I was thinking about how the six stroke engine would work. If a regular 4 stroke engine has Intake, Compression, Power and Exhaust strokes it sounds like this engine would add 2 more strokes by spraying water into the hot cylinder after the exhaust stroke and using the steam that results for another power stroke. So the 5th stroke would be the introduction of the water and the 6th would be some type of exhaust of the steam. Then it would start back on the "normal" 4 strokes again. Did I get that right?

Obviously as stated in the article the issues of the water freezing and were to store the water on the vehicle would be problems to overcome since the engine uses about the same ammount of water as fuel. Pretty neat concept though and may prove to be quite viable as fuel prices continue to increase. 

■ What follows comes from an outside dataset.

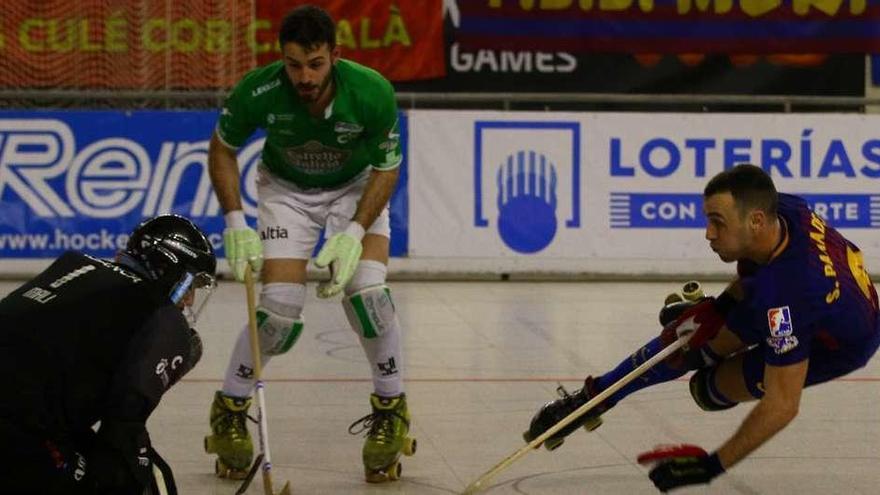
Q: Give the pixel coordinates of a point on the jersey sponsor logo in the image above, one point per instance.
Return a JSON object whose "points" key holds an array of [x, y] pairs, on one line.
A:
{"points": [[387, 368], [779, 321], [274, 232], [534, 167], [162, 368], [347, 131], [266, 87], [781, 345], [314, 157], [72, 275], [39, 295]]}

My brother works at International Truck Company and he said the ongoing issue they are and have been dealing with is how to redesign their engines to meet the new environmental standards starting in 2007. If this six stroke technology cleans up the burning of diesal fuel it could have saved them millions of dollars reengineering their engines.

It never ceases to amaze me the innovative minds of people. 

Thanks for sharing it with us.
Andy


----------



## DixieTom (Feb 11, 2006)

I tell u what, it makes a little sense, but dont know how it would pass the ol'e muster with the safety & longevity issue. Just don't see it making it at this juncture

I am betting on H20 and H-based units right now. Got my $ where my mouth is on this one, I tell u what.

Now, if I could find a way to use some of Dean's hot air, we could fly around the globe and back. HE-HE (just kidding) 

-tom


----------



## Live Oak (Dec 22, 2003)

> _Originally posted by DixieTom _
> *
> Now, if I could find a way to use some of Dean's hot air, we could fly around the globe and back. HE-HE (just kidding)
> 
> -tom *



:lmao: :lmao: :lmao: :lmao: yumyum yumyum yumyum :hand: :hand: :hand: :duh: :hide: You missed your calling as a comedian Tom! We are having red beans and rice tonight............... I will keep that hot air cycle in mind although I think I may be contributing to global warming with excessive greenhouse gas emitions.


----------